Я там, в маминых потемках. Сгусток слизи и крови. Клок мяса.
Вокруг мокрая едкая тьма. Выпадаю из нее.
Куда?
На землю, на волю, на свет. Туда же, куда и ты.
И слышу:
— Ты еврей.
— А ты?
— А я русский.
— Что это значит?
— То и значит. Я горжусь.
— А я?
— И ты гордись.
— Чем?
— Тем, что ты еврей.
— А ты чем?
— А я тем, что я русский.
— Но в чем же твоя заслуга? Ты выпал из тьмы — и всё.
— И всё?
— И всё. Ты ничего себе предварительно не заказывал, не выбирал… Чем же гордиться?
— Чем же гордиться, Лешечка? Мы по уши в говне.
— Заткнись, — говорит Тихомирыч, бычась и оглядываясь, — мы не одни.
Он тоже уже изрядно перебрал, но держится.
Мы не одни. У нас веселая компания. У нас дома. Мы гуляем. Уже не помню по какому поводу. Под Новый Год, что ли. Пьем и глотки дерем. Как Хромополк среди нас оказался, я не знаю. Он всегда среди нас.

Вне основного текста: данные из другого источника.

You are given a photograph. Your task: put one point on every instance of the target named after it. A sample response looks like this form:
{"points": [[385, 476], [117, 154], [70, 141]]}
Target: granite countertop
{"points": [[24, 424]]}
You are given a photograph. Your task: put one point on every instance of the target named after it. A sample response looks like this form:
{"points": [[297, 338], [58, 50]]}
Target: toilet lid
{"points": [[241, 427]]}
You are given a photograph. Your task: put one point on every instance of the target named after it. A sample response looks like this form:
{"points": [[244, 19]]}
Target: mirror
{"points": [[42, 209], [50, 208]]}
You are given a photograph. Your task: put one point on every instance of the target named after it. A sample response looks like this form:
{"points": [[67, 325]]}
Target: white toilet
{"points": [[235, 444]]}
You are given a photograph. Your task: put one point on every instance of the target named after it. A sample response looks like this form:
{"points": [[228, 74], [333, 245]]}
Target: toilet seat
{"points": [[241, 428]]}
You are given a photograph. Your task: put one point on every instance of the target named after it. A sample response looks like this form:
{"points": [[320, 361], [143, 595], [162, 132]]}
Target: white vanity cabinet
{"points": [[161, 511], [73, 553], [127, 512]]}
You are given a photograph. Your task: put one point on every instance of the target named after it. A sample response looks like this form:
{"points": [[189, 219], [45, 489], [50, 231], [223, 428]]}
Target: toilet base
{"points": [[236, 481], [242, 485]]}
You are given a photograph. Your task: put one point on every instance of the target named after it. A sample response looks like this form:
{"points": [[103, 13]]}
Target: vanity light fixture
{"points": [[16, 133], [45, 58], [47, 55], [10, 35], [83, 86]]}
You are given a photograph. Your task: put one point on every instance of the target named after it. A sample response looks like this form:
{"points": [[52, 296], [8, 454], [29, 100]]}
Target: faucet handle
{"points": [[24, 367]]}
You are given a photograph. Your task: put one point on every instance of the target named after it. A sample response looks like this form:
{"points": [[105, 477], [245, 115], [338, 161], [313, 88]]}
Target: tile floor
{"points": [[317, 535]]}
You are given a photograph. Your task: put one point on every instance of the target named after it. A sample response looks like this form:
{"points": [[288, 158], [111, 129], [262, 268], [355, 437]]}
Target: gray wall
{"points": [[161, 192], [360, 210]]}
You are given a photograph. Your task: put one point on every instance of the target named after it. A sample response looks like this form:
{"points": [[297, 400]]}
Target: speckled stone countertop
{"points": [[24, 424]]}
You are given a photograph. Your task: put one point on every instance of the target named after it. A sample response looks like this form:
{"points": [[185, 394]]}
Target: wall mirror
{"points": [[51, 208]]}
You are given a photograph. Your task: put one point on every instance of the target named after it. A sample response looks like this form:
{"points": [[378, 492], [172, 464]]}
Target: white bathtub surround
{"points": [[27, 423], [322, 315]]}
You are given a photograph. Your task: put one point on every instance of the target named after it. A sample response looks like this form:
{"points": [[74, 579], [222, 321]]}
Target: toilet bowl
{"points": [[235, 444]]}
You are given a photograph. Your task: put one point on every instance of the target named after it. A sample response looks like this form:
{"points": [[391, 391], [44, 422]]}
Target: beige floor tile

И на лекциях, и на таких вот вечериночках. Никто на него и внимания не обращает. Когда хочет — припрется, куда хочет — заглянет. Работа у него такая. Куратор наш. Ровный, гладкий, обходительный. Свой в доску. Ни на кого не доносит, никого не дергает. Живет, как и мы все, звезд с неба не хватает, ходит, шутит. Чего ж его гнать?
— Ты, Леша, его боишься.
— Кончай паясничать.
— Я-то?
— Ты-то.
Разлил нам обоим. Только нам. Угомонить меня норовит. Но попробуй угомонить вулкан!
— Поехали.
— За тебя.
Опрокинули. Хромополк к нам подсел.
— Что же это вы, ребятки, одни?
— А ты разве пьющий? — Тихомирыч.
— А ты разве не на посту? — я.
Хромополк улыбнулся, ни мне, ни Тихомирычу не ответил и как бы походя закинул:
— Вы уже, наверно, слыхали, Солженицыну нобеля отвалили.
Тихомирыч, шутя:
— Так ему и надо.
Я, не шутя:
— Так нам и надо.
Пауза, тишина, заминка. Запахло взрывом. Тихомирыч решается приоткрыть клапана.